Fenerbahçe'nin son 3 yılı aslında buna benziyor. Her sene yap-boz'a dönüşen kadro planlaması ve genel kulüp stratejisi artık net bir görüntü vermiyor. Sayın Ali Koç'un Fenerbahçe başkanı olurken ortaya koyacağını iddia ettiği 'vizyon' artık bir karlı görüntü veriyor desek yanlış olmaz. İşin enteresan tarafı sürekli antenle oynayarak kanalı değiştirmeye çabalamaları. Fenerbahçeli yöneticilerin maçlardan sonra yaptığı açıklamaları izliyorsunuz, neyi kovaladıkları belli değil.
Normalde kronolojiye inanan biriyim ve her şeyi adım adım inceler ve yazarım. Bunu daha önceki yazılarımızda yaptık defalarca. Bu kez “DeLoreen”imize atlamayalım, geçmişe de gitmeyelim. Hiç defterleri kurcalamayalım. Sırf mevcut resme baktığınızda bile ne kadar tuhaf ve kaotik bir ortam olduğunu görebiliyorsunuz Fenerbahçe'de.
Sezon başından beri Erol Bulut'un her maç gitmesi an meselesi. İyi oynanan ve kazanılan bir maç oluyor ve hemen ardından “yönetim Samandıra'ya el koydu” deniliyor. Ardından hemen yine puan kaybı ve yeniden “Erol Bulut'la bu iş gitmez” tartışmaları. Böyle bir kulüp yöneticiliği, böyle bir kulüp taraftarlığı mı olur? Burada yönetim ile birlikte Fenerbahçe taraftarının da kabahati var desek yanılmış olmayız. Hafta hafta tutum değiştirmek nedir? Bugün Fenerbahçe kamuoyunun herhangi bir konuda net bir görüşe sahip olduğunu düşünmüyorum. Fenerbahçe'de görüşler ve tutumlar bu sezon hafta hafta değişiyor. Kendinizi Erol Bulut'un yerine koyun ve düşünün; “Biz şampiyon olsak da önümüzdeki sene benim burada çalışma ihtimalim çok düşük.” Nasıl motive olacaksınız, nasıl odaklanıp kendinize işinize vereceksiniz ki? Evet, ben zaten Erol Bulut'un kariyerinin bu erken döneminde Fenerbahçe için yanlış tercih olduğunu söylüyordum. Ama mevcut resmi masaya yatırıyoruz şu anda.

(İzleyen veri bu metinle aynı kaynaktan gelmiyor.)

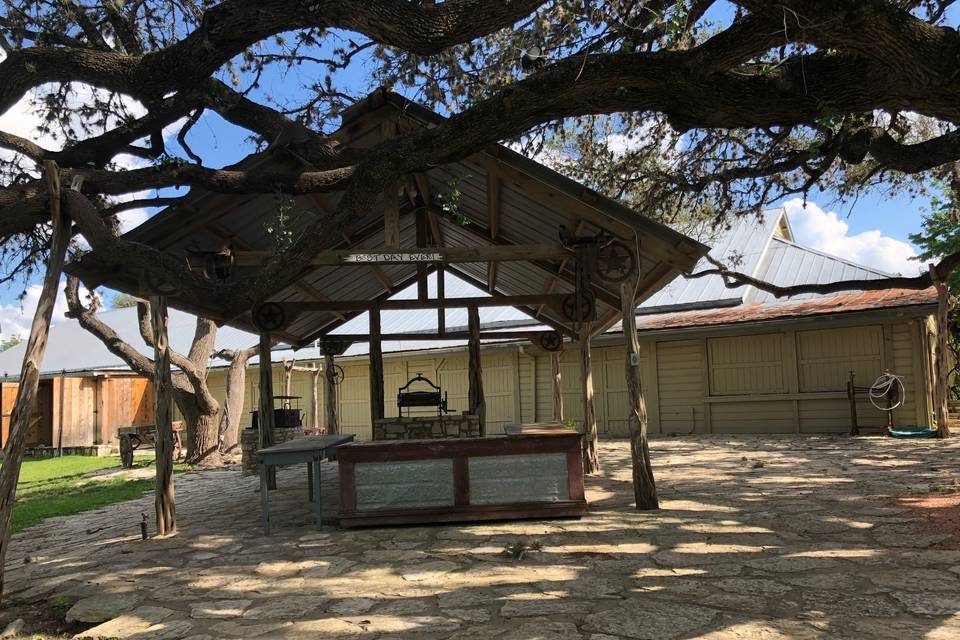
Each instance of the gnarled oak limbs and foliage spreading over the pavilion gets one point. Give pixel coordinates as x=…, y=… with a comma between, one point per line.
x=690, y=107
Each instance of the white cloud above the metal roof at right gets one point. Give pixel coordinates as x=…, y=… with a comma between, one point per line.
x=825, y=231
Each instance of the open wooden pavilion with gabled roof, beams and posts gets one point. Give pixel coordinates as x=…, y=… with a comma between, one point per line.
x=569, y=257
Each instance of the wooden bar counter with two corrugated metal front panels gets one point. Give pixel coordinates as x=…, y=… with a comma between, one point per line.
x=495, y=478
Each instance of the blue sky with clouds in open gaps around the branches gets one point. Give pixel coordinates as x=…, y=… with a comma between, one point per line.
x=873, y=230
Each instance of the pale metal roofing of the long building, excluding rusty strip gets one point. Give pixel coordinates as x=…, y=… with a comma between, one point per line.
x=763, y=248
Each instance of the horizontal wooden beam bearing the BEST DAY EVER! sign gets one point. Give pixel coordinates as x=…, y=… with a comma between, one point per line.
x=368, y=257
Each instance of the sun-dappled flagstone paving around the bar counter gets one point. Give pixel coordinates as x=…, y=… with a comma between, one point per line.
x=760, y=538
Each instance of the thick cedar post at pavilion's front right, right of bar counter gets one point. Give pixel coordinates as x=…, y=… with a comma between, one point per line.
x=644, y=486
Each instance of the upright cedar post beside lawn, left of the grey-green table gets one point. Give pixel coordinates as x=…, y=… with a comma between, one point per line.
x=163, y=394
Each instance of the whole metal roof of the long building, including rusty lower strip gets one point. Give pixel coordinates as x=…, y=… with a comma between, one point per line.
x=777, y=257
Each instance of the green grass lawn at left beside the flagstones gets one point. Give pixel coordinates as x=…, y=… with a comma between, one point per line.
x=63, y=486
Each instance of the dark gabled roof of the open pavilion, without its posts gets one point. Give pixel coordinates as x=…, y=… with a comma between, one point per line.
x=501, y=198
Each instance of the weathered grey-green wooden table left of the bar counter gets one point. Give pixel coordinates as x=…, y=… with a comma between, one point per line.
x=312, y=450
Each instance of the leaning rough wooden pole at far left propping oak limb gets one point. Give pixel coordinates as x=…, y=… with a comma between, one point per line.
x=30, y=371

Fenerbahçe Beşiktaş derbisini kazansa ne olacak? Olacak senaryoyu yazalım. Hemen “şampiyonluk hesapları” ve “şampiyonluk goygoylamaları”. Sosyal medyada “sen şampiyon olacaksın” gazlamaları, “sonuna kadar Erol Bulut” söylemleri ve başlıkları. Emre Belözoğlu'nun takıma ne gibi katkılar yaptığının ve ibreyi nasıl tersine döndürdüklerinin reçeteleri. Ardından iç sahada bir beraberlik ve “böyle takım olmaz olsun”!
Derbiyi de muhakkak kaleme alacağız ama şimdi olası ihtimalleri yazalım. Beşiktaş'ın maçı kazanması durumunda Beşiktaş'ın şampiyonluk şanslarının yüzde 40'lardan yüzde 50'lere yükselebileceğini düşünüyorum. Fenerbahçe'nin kazanması durumunda sadece Erol Bulut'un Fenerbahçe kariyerini bir kaç hafta uzatacaktır. Beşiktaş'ın derbiyi kaybetmesi durumunda ivmeyi kaybedebileceğini ama yine de yarışta olacağını düşünüyorum. Fenerbahçe'nin derbiyi kaybetmesi Ali Koç'un üçüncü yılında ve yap-boz hobisindeki üçüncü denemesinde yine 'başarısızlık' sonucuna varılmasına ve Erol Bulut'un Fenerbahçe'deki teknik direktörlük görevinin sonlanmasına neden olacak diye düşünüyorum. Kısacası bu maç ligin “kırılma anı” maçıdır.